The Federal Communications Commission (FCC) of the US, which is headed by Ajit Pai, has opened an investigation into the false alarm that was set off in Hawaii asking people to seek shelter as there was an imminent threat of a ballistic missile coming at them.

On Saturday, 13 January, at 8:07am local time, Hawaii's missile warning alert was set off. The emergency alert system was sent to all people in Hawaii on their mobile handsets, while radio announcements accompanied by sirens were also set off.

For more than 30 minutes, the people of Hawaii believed that their islands were under attack, with widespread panic reported. It was later declared as a false alarm that was sent out accidentally. The initial warning message read, "Ballistic missile threat inbound to Hawaii. Seek immediate shelter. This is not a drill."

In this time, President Donald Trump was also informed of the false alert after the US Military's Pacific Command confirmed that there were no missiles coming at the islands.

Hawaii Emergency Management Agency spokesman Richard Repoza later clarified with NBC News saying, there was "no missile threat to Hawaii".

Hawaii residents fear for life as missile alert message is mistakenly sent out

The FCC has now taken it upon itself to launch an investigation to find out why such an incident took place. The federal agency sent out a press release in which Pai stated that the false emergency alert sent out in Hawaii was "absolutely unacceptable". He then added that it caused a wave of panic across the state and that it was made worse by the almost 40 minutes it took for the clarification to come through and correction alert to be sent out.

He also pointed out, "False alerts undermine public confidence in the alerting system and thus reduce their effectiveness during real emergencies."

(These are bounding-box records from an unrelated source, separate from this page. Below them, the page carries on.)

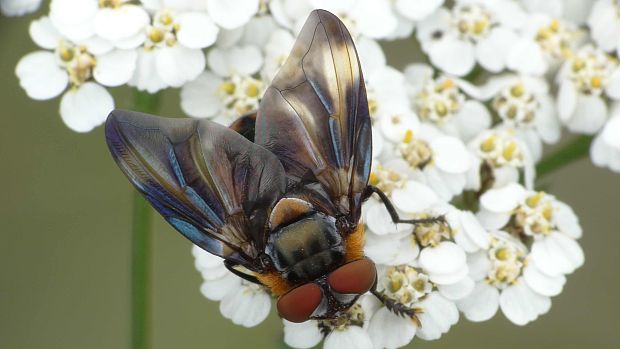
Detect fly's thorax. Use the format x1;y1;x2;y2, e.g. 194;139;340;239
265;211;345;283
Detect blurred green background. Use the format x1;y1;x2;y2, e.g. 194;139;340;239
0;10;620;349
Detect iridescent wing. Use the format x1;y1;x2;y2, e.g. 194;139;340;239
255;10;372;223
106;110;286;270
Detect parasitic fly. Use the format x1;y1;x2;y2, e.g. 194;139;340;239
105;10;442;322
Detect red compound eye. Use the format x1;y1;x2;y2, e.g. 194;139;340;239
327;258;377;294
278;283;323;322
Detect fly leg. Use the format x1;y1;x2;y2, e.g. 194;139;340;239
224;260;263;286
364;185;447;224
370;284;422;327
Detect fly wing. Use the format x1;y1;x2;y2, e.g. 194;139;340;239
255;10;372;222
106;110;286;270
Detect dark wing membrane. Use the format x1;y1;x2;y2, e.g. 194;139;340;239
255;10;372;222
106;111;286;270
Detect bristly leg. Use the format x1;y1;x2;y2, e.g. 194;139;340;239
364;185;448;224
370;288;422;327
224;260;263;286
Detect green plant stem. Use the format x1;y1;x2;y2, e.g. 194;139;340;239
536;136;592;178
131;91;159;349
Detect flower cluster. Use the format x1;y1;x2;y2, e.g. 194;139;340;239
9;0;620;348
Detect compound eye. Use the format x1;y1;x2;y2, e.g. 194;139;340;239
277;283;323;322
327;258;377;294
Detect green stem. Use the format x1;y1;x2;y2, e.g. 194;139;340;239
131;91;159;349
536;136;592;178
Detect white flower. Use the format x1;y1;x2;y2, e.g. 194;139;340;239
368;264;459;348
479;183;584;276
50;0;149;49
0;0;42;16
394;0;444;21
557;45;620;134
15;17;136;132
468;75;561;160
405;64;491;142
282;294;379;349
417;0;525;76
192;245;271;327
261;29;295;82
181;46;265;124
206;0;260;29
466;128;535;191
521;0;594;25
457;231;565;325
129;5;218;93
380;122;472;201
590;103;620;172
588;0;620;57
507;13;579;76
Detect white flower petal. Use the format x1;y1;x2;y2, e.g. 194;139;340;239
455;100;491;142
94;4;150;41
15;51;69;100
428;38;476;76
0;0;43;16
476;27;517;73
220;285;271;327
430;137;471;173
282;320;323;349
506;38;548;76
419;241;467;283
177;12;219;48
566;95;607;135
93;50;138;86
128;50;168;93
392;181;439;213
394;0;444;21
456;281;499;322
416;292;459;341
200;272;241;301
480;183;526;213
530;232;584;276
323;326;373;349
557;79;578;122
368;307;416;348
206;0;259;29
155;45;205;87
207;45;263;77
60;82;114;132
467;251;492;281
437;277;476;300
499;280;551;326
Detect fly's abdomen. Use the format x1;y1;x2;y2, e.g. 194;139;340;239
265;213;344;283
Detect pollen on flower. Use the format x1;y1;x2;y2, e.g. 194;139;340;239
492;82;540;127
535;18;580;58
414;77;465;125
144;10;180;50
452;4;494;42
370;164;407;195
379;265;434;306
486;234;526;289
397;130;433;169
513;192;554;238
568;47;618;96
477;131;524;168
56;41;97;87
217;74;263;117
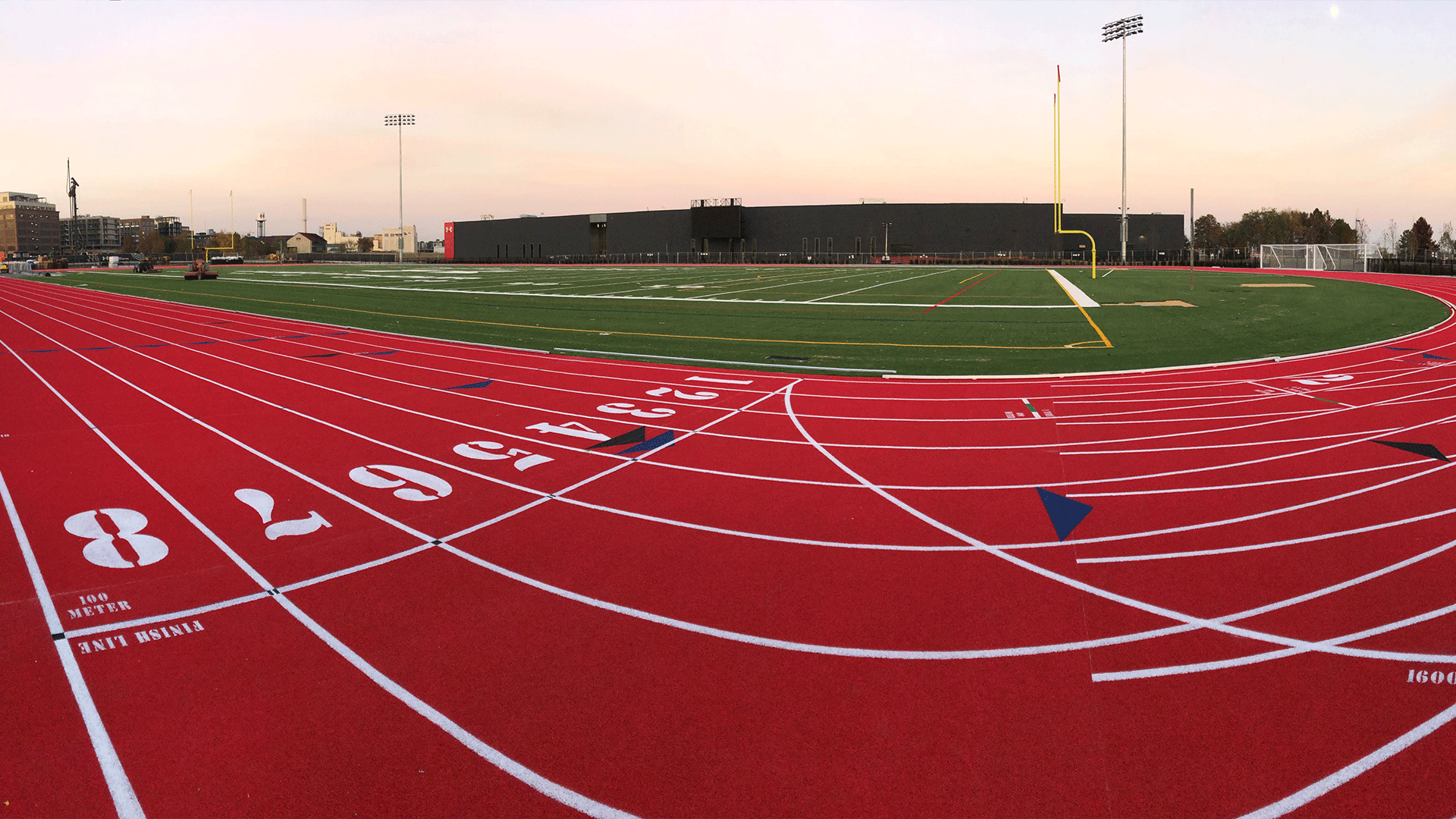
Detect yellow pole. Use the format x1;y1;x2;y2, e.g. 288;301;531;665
1051;65;1097;278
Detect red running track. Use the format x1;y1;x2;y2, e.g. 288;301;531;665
0;277;1456;817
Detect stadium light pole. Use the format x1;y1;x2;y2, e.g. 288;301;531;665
384;114;415;262
1102;14;1143;264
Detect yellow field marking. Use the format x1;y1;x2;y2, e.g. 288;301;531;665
91;284;1094;350
1051;268;1112;347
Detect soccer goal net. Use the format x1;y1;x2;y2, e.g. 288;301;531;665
1260;245;1369;272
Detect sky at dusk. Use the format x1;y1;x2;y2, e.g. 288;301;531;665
0;0;1456;239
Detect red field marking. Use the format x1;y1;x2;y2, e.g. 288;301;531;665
8;277;1456;816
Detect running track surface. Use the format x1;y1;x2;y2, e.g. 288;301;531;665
0;277;1456;817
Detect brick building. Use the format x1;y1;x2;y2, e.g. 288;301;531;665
61;215;121;253
0;191;61;253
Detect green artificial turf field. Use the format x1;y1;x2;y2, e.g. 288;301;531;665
52;264;1448;375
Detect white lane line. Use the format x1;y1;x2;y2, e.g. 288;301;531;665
0;287;1374;659
0;466;146;819
65;592;268;637
1072;460;1418;497
1241;693;1456;819
91;280;1076;310
552;347;894;373
1046;270;1102;307
17;293;1450;551
25;277;774;392
783;384;1456;661
274;595;632;819
1092;604;1456;682
0;323;632;819
804;268;949;305
1077;509;1456;563
52;277;1456;419
1057;427;1401;455
23;279;1456;548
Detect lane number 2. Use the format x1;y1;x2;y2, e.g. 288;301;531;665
454;440;552;472
233;490;332;541
646;386;718;400
350;463;454;501
65;509;168;568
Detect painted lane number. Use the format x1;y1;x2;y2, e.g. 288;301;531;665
233;490;334;541
1293;373;1354;386
65;509;168;568
350;463;454;501
454;437;552;472
597;403;677;419
646;386;718;400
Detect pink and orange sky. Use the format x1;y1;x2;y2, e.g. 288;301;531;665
0;0;1456;239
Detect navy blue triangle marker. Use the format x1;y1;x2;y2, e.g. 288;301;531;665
587;427;646;449
1370;440;1450;462
1037;487;1092;541
617;430;673;455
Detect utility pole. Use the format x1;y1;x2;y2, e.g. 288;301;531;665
384;114;415;261
1102;14;1143;264
1188;188;1194;290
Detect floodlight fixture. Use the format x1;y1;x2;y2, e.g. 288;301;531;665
1102;14;1143;42
384;114;415;262
1102;14;1143;264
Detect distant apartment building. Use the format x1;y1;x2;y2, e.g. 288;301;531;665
288;233;329;253
318;221;362;253
0;191;61;253
61;215;121;253
374;224;419;253
118;215;188;245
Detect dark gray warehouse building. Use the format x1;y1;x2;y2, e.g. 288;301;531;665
446;199;1187;262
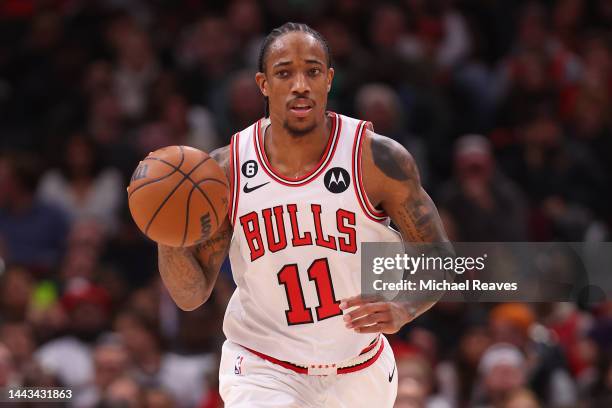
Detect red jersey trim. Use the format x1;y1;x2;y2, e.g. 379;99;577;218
229;132;240;225
253;112;342;187
352;121;388;222
242;337;385;374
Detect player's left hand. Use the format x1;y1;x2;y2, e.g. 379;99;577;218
340;296;414;334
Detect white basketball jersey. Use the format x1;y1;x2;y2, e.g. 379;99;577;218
223;112;400;364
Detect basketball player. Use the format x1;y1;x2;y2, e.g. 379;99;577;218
159;23;447;408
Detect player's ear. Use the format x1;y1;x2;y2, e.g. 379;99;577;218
255;72;269;96
327;68;334;92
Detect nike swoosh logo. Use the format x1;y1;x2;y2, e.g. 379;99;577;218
389;365;395;382
242;181;270;193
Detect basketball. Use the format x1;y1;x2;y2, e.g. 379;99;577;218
128;146;229;247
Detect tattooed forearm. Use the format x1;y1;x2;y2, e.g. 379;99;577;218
159;219;232;310
398;192;444;242
158;245;210;310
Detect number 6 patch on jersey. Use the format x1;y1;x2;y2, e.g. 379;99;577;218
234;355;244;375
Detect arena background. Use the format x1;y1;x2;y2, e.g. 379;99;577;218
0;0;612;408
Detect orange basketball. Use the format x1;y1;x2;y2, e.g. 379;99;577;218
128;146;229;247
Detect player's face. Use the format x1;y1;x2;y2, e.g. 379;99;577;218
255;32;334;136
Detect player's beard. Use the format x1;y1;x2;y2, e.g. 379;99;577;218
283;119;317;137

The statement read, "The FCC's investigation into this incident is well underway. We have been in close contact with federal and state officials, gathering the facts about how this false alert was issued."

Pai also went on to seemingly blame the Hawaiin government, saying that they "did not have reasonable safeguards or process controls in place to prevent the transmission of a false alert".

As a next step, he said that the FCC will be looking into how to prevent a similar incident from happening again. He urged local, state and federal officials to identify vulnerabilities in alarm systems so that false alerts like this could be prevented.

"We also must ensure that corrections are issued immediately in the event that a false alert does go out," he added.